Quase dois terços das manifestações ocorreram no momento deliberativo. As Breves Comunicações se destacam como o segundo espaço mais utilizado pelos parlamentares, servindo como uma vitrine política para se conectar com suas bases.
Independentemente da fase do discurso, Guimarães enfatizou que essa ferramenta é essencial para qualquer mandato.
Na outra extremidade, há quatro parlamentares que não discursaram desde que assumiram nesta legislatura. Dois deles são suplentes em exercício, Gorete Pereira (MDB) e Vanderlan Alves (Republicanos), que tomaram posse recentemente, logo antes ou após o recesso parlamentar.
Os deputados Matheus Noronha (PL) e Robério Monteiro (PDT) estão na Câmara desde 2023, mas optaram por não fazer intervenções.
O pedetista explicou que seu foco está nas ações nos municípios cearenses, com participação ativa nas discussões nas comissões, especialmente nas áreas de desenvolvimento regional, saúde e educação.
Os dados também mostram uma diminuição progressiva no número de discursos ao longo dos anos.
Em 2026, foram registrados 20 discursos até 11 de fevereiro.
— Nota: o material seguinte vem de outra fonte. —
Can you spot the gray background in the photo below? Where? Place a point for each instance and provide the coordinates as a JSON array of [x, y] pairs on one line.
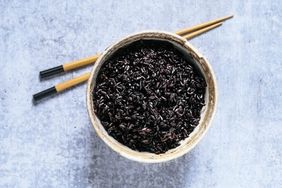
[[54, 145]]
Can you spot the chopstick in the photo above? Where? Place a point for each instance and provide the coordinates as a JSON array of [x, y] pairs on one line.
[[83, 78], [203, 25], [61, 87], [90, 60]]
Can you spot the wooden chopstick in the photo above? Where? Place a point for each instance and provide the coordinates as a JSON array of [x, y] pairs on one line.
[[61, 87], [83, 78], [203, 25], [90, 60], [201, 31]]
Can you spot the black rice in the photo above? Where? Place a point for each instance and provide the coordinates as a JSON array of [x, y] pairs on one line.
[[148, 96]]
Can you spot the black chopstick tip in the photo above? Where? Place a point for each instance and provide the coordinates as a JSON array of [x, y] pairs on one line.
[[51, 72], [43, 94]]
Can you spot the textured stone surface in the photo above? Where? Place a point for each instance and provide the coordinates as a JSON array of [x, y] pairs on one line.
[[54, 145]]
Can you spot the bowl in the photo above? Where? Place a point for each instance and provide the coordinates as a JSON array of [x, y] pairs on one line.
[[207, 112]]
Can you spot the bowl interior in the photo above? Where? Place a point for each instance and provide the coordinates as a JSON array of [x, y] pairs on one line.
[[206, 114]]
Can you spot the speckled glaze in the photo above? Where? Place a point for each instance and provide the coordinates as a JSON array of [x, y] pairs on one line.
[[207, 112]]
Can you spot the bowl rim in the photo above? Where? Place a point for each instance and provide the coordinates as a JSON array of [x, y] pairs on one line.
[[145, 156]]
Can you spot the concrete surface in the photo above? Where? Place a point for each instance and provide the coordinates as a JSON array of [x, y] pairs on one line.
[[54, 145]]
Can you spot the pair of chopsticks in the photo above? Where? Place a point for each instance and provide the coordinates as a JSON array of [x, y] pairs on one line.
[[187, 33]]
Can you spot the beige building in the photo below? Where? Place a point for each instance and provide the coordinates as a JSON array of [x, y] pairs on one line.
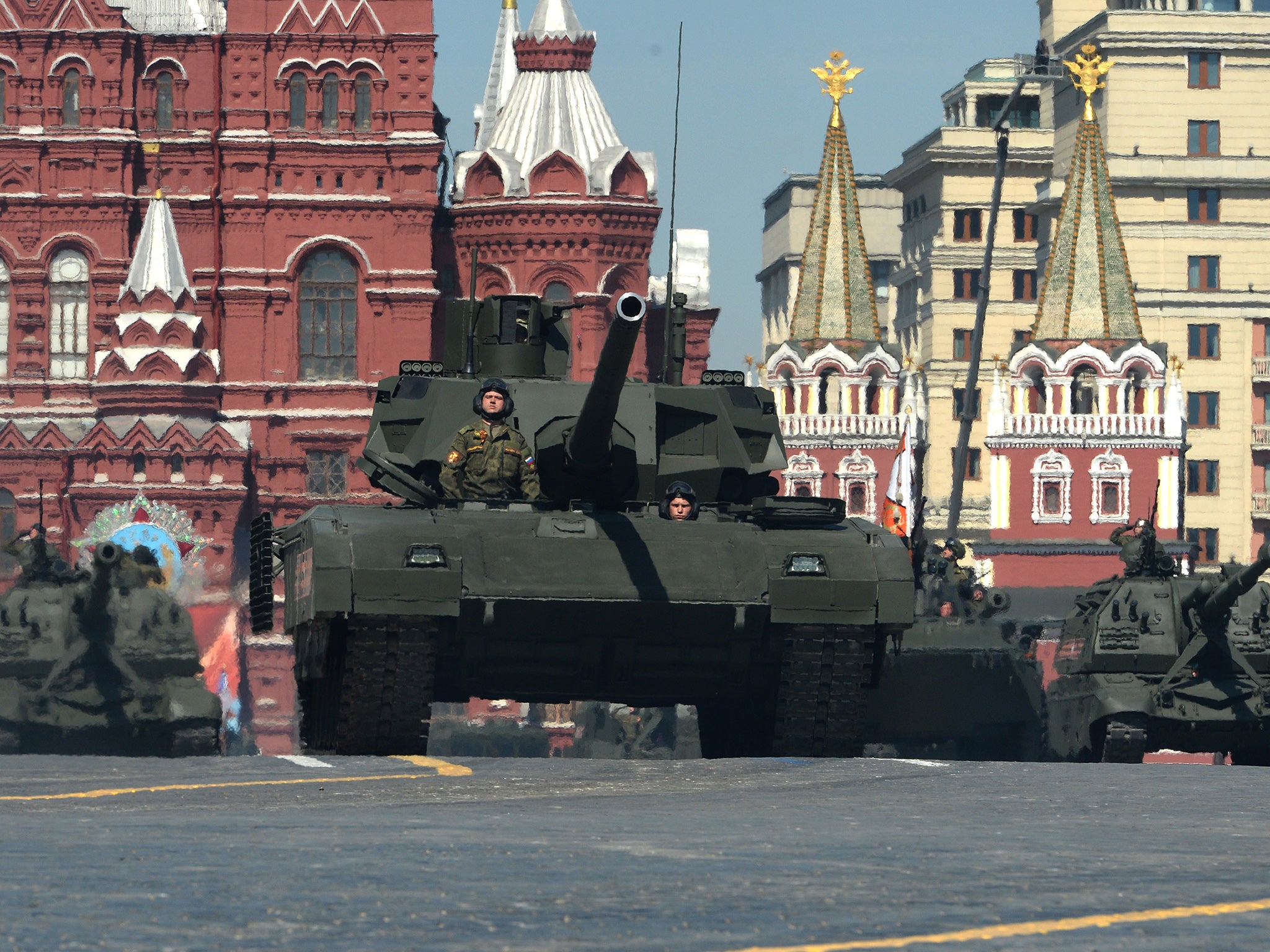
[[786, 220], [945, 184], [1188, 141]]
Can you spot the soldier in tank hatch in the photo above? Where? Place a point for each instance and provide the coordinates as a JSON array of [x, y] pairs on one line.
[[680, 503], [491, 460]]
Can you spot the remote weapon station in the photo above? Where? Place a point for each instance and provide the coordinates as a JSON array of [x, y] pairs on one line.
[[770, 615]]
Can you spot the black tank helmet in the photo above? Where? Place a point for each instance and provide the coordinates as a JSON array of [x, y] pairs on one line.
[[499, 386], [680, 490]]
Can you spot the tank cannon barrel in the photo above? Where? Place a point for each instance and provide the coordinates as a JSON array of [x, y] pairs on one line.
[[1226, 594], [591, 438]]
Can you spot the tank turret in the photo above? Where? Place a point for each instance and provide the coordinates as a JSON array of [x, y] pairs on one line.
[[1156, 659]]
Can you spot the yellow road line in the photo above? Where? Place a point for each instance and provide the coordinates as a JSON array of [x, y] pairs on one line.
[[441, 767], [1043, 927]]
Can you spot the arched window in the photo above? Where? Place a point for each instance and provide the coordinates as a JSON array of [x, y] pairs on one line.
[[4, 320], [362, 100], [68, 319], [331, 102], [8, 527], [299, 100], [163, 100], [1085, 390], [328, 318], [70, 98]]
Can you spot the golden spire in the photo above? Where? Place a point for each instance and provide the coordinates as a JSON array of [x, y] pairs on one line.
[[1088, 74], [836, 74]]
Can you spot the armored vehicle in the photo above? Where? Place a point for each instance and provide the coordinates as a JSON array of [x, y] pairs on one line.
[[1158, 660], [770, 615], [102, 663], [966, 681]]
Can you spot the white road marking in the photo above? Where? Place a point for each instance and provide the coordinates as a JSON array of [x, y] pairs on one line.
[[301, 760]]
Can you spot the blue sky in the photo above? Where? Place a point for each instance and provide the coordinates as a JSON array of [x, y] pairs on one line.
[[751, 110]]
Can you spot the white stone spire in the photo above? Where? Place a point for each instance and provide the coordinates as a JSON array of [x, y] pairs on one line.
[[556, 19], [502, 73], [156, 265]]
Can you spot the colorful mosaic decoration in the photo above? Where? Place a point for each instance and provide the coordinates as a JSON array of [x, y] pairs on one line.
[[836, 296], [1089, 291], [168, 531]]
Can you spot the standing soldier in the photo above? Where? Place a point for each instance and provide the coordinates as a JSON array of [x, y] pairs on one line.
[[491, 460]]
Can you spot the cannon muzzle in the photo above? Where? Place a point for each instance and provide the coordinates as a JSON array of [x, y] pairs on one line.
[[1226, 594], [591, 438]]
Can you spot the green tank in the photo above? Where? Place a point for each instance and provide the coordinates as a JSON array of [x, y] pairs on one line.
[[966, 681], [100, 662], [1157, 660], [770, 615]]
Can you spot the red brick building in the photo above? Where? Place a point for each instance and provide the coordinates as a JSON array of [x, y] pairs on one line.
[[221, 225]]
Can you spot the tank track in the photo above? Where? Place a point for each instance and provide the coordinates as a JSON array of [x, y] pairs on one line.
[[375, 697], [825, 669], [1124, 744]]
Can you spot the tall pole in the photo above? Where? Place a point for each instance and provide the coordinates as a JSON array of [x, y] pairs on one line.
[[970, 405], [675, 173]]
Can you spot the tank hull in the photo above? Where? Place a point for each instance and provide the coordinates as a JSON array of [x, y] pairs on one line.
[[550, 607]]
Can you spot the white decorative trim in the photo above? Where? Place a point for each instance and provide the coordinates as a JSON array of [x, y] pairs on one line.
[[1052, 467], [1109, 467]]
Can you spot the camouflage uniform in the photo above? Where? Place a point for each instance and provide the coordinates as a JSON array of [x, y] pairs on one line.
[[491, 462]]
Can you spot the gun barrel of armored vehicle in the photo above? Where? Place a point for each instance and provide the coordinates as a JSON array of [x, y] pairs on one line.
[[1226, 594], [590, 442]]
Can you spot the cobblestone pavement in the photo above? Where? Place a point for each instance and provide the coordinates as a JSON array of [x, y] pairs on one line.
[[365, 853]]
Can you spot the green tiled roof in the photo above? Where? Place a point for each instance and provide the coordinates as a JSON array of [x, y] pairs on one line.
[[1089, 289], [835, 293]]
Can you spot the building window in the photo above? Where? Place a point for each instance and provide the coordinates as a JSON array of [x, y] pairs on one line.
[[70, 98], [1109, 474], [1204, 273], [959, 403], [331, 102], [68, 320], [1204, 138], [299, 100], [327, 474], [1204, 205], [1203, 342], [4, 324], [163, 100], [1025, 286], [1085, 391], [973, 459], [968, 225], [1202, 410], [1202, 478], [966, 283], [882, 278], [1206, 70], [1025, 225], [362, 102], [1207, 542], [328, 318], [1052, 489]]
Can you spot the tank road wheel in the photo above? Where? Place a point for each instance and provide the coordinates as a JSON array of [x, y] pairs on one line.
[[1124, 743], [386, 694], [825, 669]]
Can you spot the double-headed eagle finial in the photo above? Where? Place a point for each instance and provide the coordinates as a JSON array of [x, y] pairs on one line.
[[836, 74], [1088, 74]]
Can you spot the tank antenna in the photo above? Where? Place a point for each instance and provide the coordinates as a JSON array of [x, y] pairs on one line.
[[675, 174], [470, 361]]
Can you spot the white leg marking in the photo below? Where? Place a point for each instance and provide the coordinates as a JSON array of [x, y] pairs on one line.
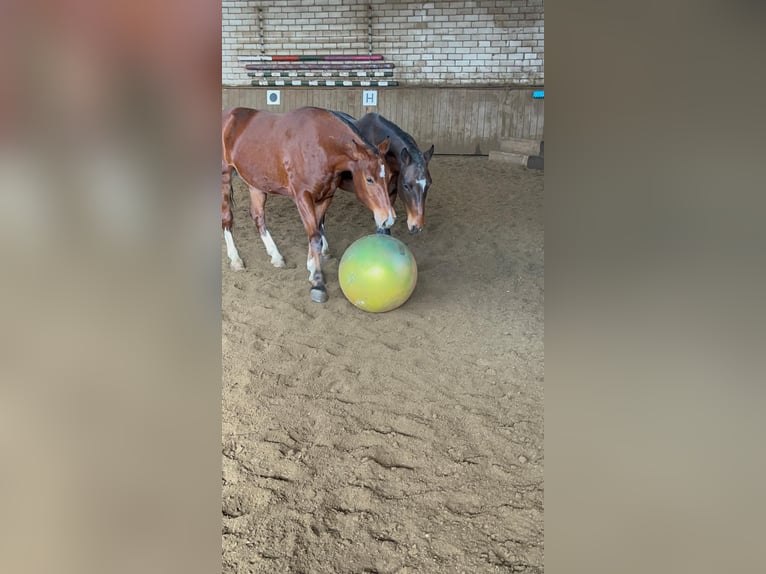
[[325, 245], [271, 248], [231, 251]]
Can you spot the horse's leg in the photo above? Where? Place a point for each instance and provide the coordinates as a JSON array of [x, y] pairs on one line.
[[307, 211], [320, 209], [392, 198], [257, 211], [227, 218]]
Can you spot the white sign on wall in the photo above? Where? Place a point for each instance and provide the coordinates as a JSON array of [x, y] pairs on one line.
[[370, 98], [272, 97]]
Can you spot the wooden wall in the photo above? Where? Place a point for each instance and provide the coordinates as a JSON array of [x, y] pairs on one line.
[[458, 120]]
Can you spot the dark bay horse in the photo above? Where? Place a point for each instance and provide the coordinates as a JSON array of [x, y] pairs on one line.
[[410, 177], [301, 154]]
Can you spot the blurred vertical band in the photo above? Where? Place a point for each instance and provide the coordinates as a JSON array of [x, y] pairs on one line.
[[109, 303]]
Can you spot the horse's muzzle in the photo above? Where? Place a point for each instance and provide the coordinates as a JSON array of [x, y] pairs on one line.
[[385, 223]]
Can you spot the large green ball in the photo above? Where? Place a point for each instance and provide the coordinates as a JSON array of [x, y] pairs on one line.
[[377, 273]]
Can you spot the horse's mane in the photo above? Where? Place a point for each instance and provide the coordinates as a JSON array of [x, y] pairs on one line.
[[349, 121], [409, 143]]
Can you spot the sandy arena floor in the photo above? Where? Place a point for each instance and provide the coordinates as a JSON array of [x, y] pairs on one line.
[[405, 442]]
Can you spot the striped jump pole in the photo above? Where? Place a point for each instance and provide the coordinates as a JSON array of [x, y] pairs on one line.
[[328, 83], [325, 58], [322, 66], [323, 74]]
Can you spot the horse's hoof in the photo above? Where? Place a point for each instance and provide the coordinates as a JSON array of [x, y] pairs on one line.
[[319, 294]]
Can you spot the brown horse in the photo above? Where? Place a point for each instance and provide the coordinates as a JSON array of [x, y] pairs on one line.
[[302, 154], [410, 177]]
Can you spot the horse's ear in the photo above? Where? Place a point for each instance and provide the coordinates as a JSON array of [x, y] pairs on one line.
[[383, 146]]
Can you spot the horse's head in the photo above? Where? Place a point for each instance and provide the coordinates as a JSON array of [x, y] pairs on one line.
[[371, 177], [413, 184]]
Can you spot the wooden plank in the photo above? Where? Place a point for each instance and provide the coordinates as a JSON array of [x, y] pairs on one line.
[[455, 120]]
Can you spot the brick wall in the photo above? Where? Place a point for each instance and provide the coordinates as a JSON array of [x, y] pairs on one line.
[[488, 42]]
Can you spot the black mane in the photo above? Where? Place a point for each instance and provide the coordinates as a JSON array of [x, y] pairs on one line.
[[412, 147], [349, 121]]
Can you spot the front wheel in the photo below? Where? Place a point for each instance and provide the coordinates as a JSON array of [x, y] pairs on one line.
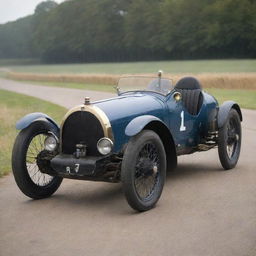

O maior volume ocorreu em 2023, ano inicial da legislatura e do terceiro mandato do presidente Lula (PT), quando ele organizava sua base aliada e apresentava propostas prioritárias ao Legislativo, em um contexto de união entre os Três Poderes após a tentativa de golpe em 8 de janeiro de 2023.
A análise das palavras mais mencionadas revela um caráter institucional nos discursos. Os termos mais frequentes incluem “Projeto de lei ordinária” (451 ocorrências), “Orientação de bancada” (259), “Governo” (172), “Voto favorável” (158) e “Base de apoio político” (152).
Além disso, surgem referências ao Congresso Nacional, ao Senado Federal e ao Supremo Tribunal Federal (STF), bem como menções ao Banco Central do Brasil e ao Instituto Nacional do Seguro Social.
Outros temas abordados incluem “Reforma tributária” (49 registros), “Taxa de juros”, “Piso salarial” e “Enfermagem”, com menções ao Sistema Único de Saúde. Questões como “Segurança pública”, “Crime organizado”, “Homicídio” e “Notícia falsa (fake news)” também foram citadas.
André Fernandes e Matheus Noronha foram contatados pela reportagem, mas não retornaram.